7.4 The pre-forging can then be performed in the thermal treatment profile comprising the quality thermal treatment.

7.5 The object quality treatment is to confer to the tubes all the required mechanical properties, optimizing the elastic limit / elasticity commitment at -40 ° C and K1c (or KQ) or J1c at -40 ° C.

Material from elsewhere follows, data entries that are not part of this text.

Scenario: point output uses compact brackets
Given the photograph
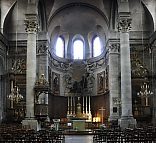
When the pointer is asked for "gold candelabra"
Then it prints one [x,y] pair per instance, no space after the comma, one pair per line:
[14,96]
[145,92]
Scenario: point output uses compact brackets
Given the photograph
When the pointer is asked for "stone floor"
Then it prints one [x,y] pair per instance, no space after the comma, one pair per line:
[78,139]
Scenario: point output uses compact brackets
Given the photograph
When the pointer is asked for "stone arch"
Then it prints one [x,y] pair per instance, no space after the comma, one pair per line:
[7,18]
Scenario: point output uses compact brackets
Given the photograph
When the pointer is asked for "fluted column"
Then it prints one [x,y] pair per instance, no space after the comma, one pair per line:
[124,26]
[114,81]
[31,29]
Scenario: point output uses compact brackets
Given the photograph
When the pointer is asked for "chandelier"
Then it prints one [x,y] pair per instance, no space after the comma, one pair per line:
[145,92]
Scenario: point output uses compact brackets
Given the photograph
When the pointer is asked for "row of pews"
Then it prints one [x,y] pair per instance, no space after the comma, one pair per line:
[16,134]
[129,135]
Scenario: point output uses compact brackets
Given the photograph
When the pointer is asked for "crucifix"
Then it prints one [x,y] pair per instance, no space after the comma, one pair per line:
[102,110]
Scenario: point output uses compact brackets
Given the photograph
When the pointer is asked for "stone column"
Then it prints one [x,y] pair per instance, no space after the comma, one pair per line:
[114,82]
[31,29]
[127,119]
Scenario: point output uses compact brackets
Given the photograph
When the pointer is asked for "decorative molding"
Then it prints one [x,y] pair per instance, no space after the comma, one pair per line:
[124,24]
[31,25]
[42,48]
[114,48]
[19,66]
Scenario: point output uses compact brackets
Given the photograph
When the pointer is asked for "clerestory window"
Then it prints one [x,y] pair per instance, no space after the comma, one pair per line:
[97,50]
[78,48]
[60,47]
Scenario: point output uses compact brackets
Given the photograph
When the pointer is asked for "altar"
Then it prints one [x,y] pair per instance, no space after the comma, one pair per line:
[78,124]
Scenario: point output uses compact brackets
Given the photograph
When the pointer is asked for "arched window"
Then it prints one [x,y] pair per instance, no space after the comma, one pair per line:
[60,47]
[96,47]
[78,49]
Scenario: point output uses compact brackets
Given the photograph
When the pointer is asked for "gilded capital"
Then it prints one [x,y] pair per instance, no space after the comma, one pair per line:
[124,24]
[31,25]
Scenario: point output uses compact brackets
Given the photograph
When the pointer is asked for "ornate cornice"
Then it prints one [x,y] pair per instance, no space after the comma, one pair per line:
[31,25]
[42,48]
[114,48]
[124,24]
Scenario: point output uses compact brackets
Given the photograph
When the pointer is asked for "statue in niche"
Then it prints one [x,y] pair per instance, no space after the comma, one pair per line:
[56,84]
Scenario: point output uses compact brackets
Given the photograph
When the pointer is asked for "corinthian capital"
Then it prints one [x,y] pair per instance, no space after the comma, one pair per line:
[124,24]
[114,48]
[31,25]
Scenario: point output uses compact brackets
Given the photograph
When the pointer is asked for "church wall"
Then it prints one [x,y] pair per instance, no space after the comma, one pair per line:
[3,67]
[76,26]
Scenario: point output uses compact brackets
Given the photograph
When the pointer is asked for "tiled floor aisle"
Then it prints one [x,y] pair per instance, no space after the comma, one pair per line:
[79,139]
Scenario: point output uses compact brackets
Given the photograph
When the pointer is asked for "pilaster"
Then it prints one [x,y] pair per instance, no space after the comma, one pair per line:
[124,25]
[31,24]
[114,82]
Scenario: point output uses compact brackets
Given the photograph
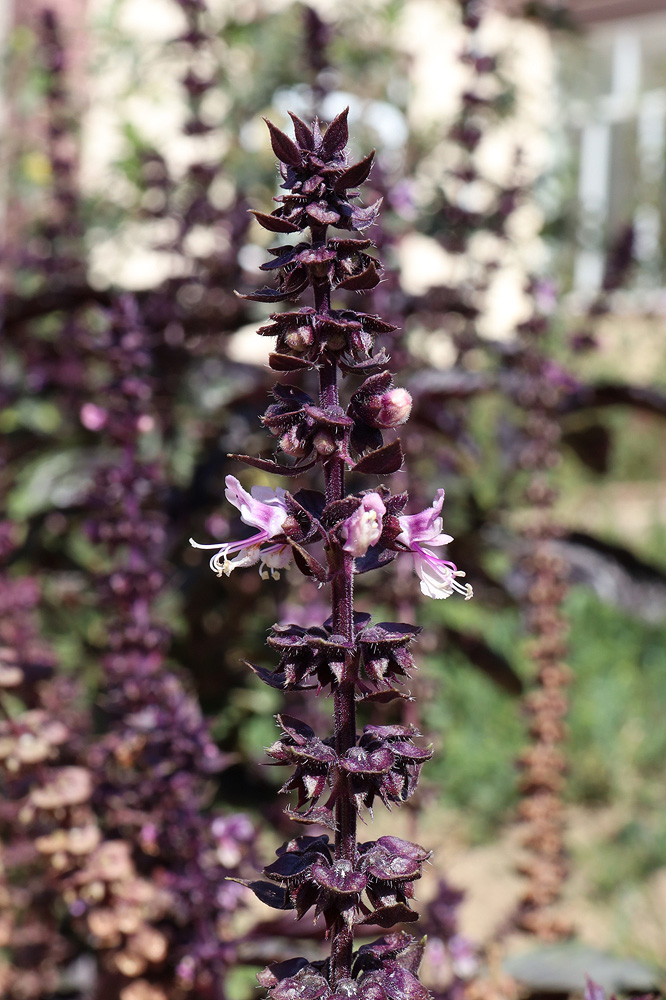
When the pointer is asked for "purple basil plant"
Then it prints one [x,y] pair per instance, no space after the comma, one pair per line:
[332,536]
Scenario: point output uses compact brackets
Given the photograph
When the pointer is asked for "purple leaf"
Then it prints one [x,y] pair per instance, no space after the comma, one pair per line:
[274,224]
[271,895]
[356,174]
[287,363]
[349,246]
[362,218]
[283,147]
[382,462]
[336,136]
[299,731]
[323,213]
[593,991]
[388,916]
[308,565]
[383,697]
[285,256]
[373,559]
[339,879]
[304,136]
[318,814]
[401,984]
[274,680]
[287,866]
[273,974]
[267,294]
[357,282]
[268,465]
[404,848]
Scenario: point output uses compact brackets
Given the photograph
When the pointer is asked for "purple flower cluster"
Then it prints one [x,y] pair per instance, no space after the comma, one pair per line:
[153,765]
[346,882]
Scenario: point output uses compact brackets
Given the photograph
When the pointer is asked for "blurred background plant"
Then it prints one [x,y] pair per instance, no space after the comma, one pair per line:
[520,155]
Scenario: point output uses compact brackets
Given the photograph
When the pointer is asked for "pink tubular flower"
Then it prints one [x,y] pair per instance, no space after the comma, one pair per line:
[364,527]
[438,576]
[265,509]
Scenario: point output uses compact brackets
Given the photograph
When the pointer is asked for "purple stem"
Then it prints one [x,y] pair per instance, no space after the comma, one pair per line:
[342,609]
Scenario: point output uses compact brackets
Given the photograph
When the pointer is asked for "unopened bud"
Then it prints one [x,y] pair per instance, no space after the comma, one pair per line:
[292,444]
[324,443]
[394,409]
[299,339]
[336,341]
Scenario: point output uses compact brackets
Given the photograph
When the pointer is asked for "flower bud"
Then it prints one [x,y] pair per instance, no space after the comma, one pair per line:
[365,525]
[299,339]
[292,444]
[395,407]
[336,341]
[324,443]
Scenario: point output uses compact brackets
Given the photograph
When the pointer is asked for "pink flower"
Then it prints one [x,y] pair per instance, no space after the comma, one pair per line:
[438,576]
[364,527]
[265,509]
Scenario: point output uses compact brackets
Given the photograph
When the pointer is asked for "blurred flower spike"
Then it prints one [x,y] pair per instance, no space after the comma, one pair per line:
[438,576]
[262,508]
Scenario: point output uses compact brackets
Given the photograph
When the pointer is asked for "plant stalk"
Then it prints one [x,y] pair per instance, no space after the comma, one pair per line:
[342,610]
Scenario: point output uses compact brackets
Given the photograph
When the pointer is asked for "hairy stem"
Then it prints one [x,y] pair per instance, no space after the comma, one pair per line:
[342,609]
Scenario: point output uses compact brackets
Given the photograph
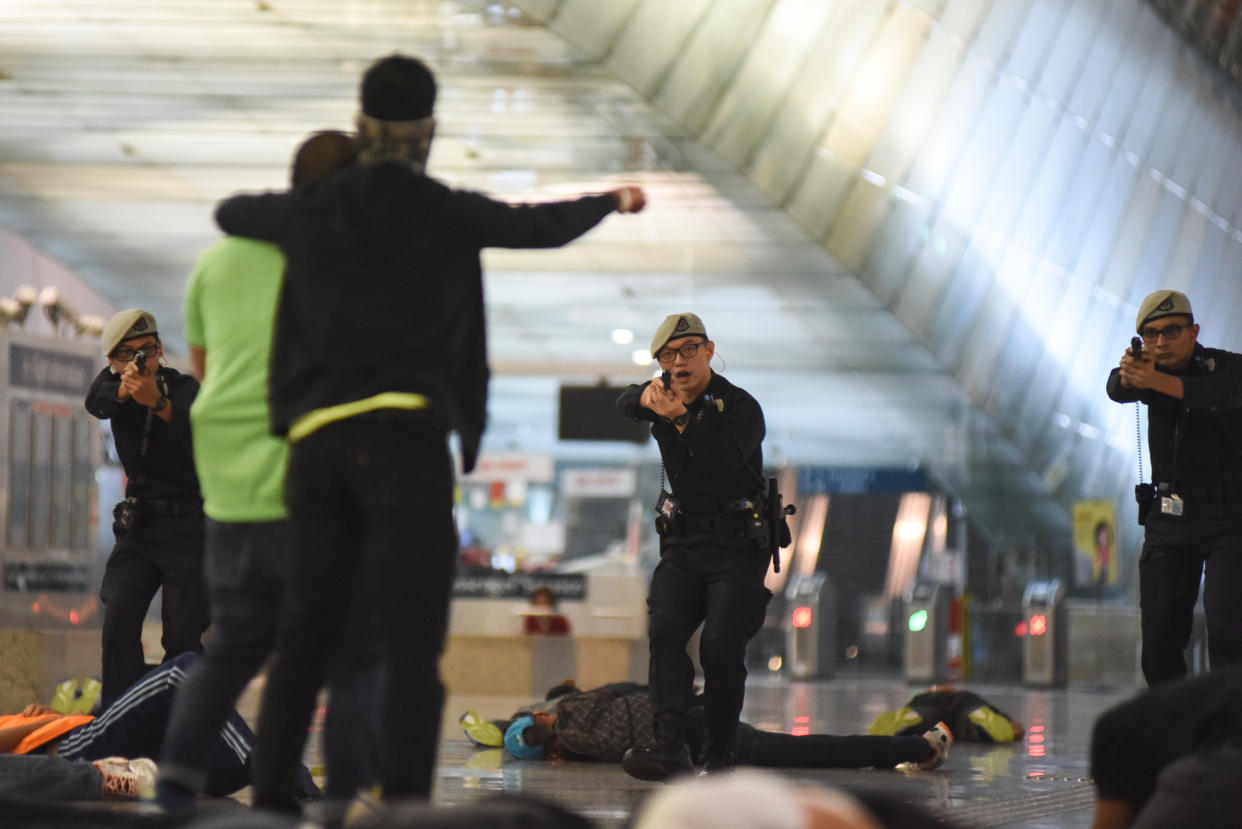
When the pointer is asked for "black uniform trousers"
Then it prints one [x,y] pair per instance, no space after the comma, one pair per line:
[368,495]
[1178,552]
[716,579]
[160,551]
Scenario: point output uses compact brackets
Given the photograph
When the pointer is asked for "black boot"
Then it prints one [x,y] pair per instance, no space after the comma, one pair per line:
[670,756]
[722,755]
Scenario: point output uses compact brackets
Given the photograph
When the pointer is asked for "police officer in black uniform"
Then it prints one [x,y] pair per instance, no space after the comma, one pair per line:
[159,525]
[1192,511]
[713,554]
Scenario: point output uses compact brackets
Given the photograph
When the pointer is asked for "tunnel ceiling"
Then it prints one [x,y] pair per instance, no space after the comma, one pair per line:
[836,188]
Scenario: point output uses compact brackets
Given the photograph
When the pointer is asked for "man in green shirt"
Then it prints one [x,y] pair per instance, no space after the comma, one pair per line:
[230,306]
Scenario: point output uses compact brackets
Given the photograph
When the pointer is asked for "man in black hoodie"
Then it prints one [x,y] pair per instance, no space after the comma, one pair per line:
[379,353]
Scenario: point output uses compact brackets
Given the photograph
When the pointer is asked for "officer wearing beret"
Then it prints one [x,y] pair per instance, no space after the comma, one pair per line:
[712,566]
[159,525]
[1192,515]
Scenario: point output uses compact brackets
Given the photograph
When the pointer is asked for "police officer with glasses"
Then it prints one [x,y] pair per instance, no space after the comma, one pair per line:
[159,525]
[1192,510]
[712,546]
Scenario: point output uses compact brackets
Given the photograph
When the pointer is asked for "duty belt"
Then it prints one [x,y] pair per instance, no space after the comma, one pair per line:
[1223,494]
[168,507]
[732,518]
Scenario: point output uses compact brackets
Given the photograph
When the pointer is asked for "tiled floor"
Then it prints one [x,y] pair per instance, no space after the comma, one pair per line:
[1040,783]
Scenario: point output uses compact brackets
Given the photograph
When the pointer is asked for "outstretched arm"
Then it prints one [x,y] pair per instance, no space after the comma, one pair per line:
[496,224]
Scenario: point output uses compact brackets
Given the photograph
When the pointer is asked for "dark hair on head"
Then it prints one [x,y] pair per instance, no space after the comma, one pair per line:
[319,154]
[398,88]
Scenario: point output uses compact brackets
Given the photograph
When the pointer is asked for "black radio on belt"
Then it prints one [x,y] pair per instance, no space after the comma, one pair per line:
[668,515]
[124,517]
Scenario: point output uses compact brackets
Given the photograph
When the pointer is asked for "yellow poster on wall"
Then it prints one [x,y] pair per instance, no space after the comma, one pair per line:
[1096,538]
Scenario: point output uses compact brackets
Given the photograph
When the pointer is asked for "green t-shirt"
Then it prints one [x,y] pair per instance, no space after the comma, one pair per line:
[230,306]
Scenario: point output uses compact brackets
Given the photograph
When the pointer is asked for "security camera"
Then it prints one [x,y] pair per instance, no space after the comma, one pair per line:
[16,307]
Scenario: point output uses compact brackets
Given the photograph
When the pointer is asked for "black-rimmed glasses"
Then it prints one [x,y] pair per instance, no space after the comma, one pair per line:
[1169,332]
[126,353]
[687,351]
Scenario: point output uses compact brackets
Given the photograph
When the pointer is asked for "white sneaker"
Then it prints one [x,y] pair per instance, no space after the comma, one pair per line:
[940,738]
[129,779]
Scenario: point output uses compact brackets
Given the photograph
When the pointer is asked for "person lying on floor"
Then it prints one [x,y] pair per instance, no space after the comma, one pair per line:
[602,723]
[970,717]
[41,751]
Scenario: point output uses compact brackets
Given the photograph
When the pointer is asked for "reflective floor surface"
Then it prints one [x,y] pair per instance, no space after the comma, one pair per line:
[1041,782]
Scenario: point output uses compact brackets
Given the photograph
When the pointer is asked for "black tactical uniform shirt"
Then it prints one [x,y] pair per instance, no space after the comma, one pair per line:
[165,470]
[1196,443]
[719,455]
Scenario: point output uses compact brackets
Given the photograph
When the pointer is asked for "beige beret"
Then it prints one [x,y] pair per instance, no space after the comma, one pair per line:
[676,325]
[127,325]
[1163,303]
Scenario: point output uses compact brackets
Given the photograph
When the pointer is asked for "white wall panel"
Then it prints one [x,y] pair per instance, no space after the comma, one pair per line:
[1025,173]
[708,64]
[652,40]
[590,25]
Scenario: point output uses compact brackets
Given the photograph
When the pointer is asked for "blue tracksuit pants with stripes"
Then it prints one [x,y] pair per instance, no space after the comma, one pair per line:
[134,726]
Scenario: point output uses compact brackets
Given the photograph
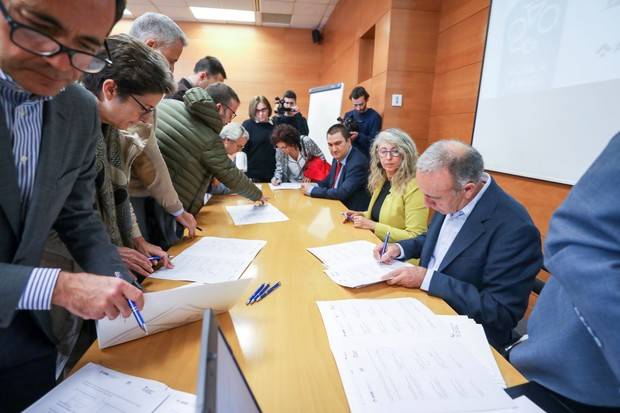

Cooling in a liquid of adapted severity leads to a totally martensitic structure, avoiding the risk of cracking. This thermal quality treatment advantageously first comprises a tempering above 500 [deg.] C. at the maximum hardness; the realization of two tempers at very close temperatures ensures a considerable homogeneity of the mechanical characteristics along the tube improving the level of elasticity; the realization of two tempering and the slow furnace cooling oven after the final tempering guarantees the final straightness of the tube, and the absence of deformations during the final machining.

Claims (10)

1. A manufacturing process of a steel preform comprising the electroscoria refusion (ESR - Electroescoria Refusion) of an electrode, said preform having a composition comprising essentially, after the ESR: Carbon: 0.35-0.43, Manganese: <0.20, Silicon: <0.20; Nickel: greater than 3.00 and less than or equal to 4.00, Chrome: 1.30-1.80, Molybdenum: 0.70-1.00, Vanadium: 0.20-0.35, iron: balance in percentages by weight of the total composition, as well as unavoidable impurities that include dinitrogen <70 ppm, dioxygen <30 ppm and dihydrogen <2 ppm, a slag composition for the ESR comprising essentially: CaF2: 60-70; Al2O3: 10-20; CaO 10-20; SiO2: 5.10; in percentages by weight of the total slag composition, and perform said ESR in an inert atmosphere. 2. The process according to claim 1, characterized in that said preform has a composition comprising, after ESR: Carbon 0.37-0.42, Manganese: <0.15; Silicon: <0.100, Nickel: 3.50-3.80, Chrome: 1.50-1.70, Molybdenum: 0.70-1.00, Vanadium: 0.25-0.30, Iron: balance in percentages by weight of the total composition, as well as unavoidable impurities that include dinitrogen <70 ppm, dioxygen <30 ppm and dihydrogen <2 ppm.

3.

 The process according to claim 1 or 2, characterized in that it comprises the continuous deoxidation of the slag by the addition of aluminum.

Four.

 The process according to any one of claims 1 to 3, characterized in that the ESR refusion is carried out in an argon atmosphere.

5.

 The process according to any one of claims 1, 3 or 4, characterized in that the composition of the preform after ESR is essentially:

Carbon: 0.37-0.42, Manganese: 0.060-0.130, Silicon: 0.040-0.120, Nickel: greater than 3.00 and less than or equal to 4.00, and preferably 3.50 / 3.80 Chrome: 1.30-1.80, and preferably 1.50-1.70, Molybdenum: 0.70-1.00 Vanadium: 0.25-0.30, Aluminum: 0.015, and preferably <0.012, in percentages by weight of the total composition, as well as unavoidable impurities that include dinitrogen <70 ppm, dioxygen <30 ppm and dihydrogen <1.8 ppm.

6.

 The process according to any one of the preceding claims, characterized in that it comprises prior to ESR a work of the VAD type (Vacuum Arc degassing).

7.

 The process according to claim 6, wherein said VAD step comprises processing of VCD (Vacuum Carbon Deoxidation) comprising measuring oxygen activity, the addition of a slag complement to adjust the electrode composition before ESR to ensure silicon contents of less than

The process according to claim 6 or 7, characterized in that it comprises before the VAD type process a process for transferring the metal without carrying the slag from the electric furnace, preferably a spoon-to-spoon transfer. 9. The process according to claim 8, characterized in that it comprises an electric arc furnace processing before transferring from spoon to spoon. 10. The process according to any one of the preceding claims, characterized in that it comprises after ESR annealing of the slag which comprises at least maintaining a suitable temperature for a period to essentially ensure totally the martensitic transformation of the slag. composition of the 15 preform obtained after slag refusion or vacuum. 11. The process according to claim 10, characterized in that after annealing, it comprises the transformation of the preforms by forging, followed by the thermal treatment to obtain a steel having essentially such a martensitic structure.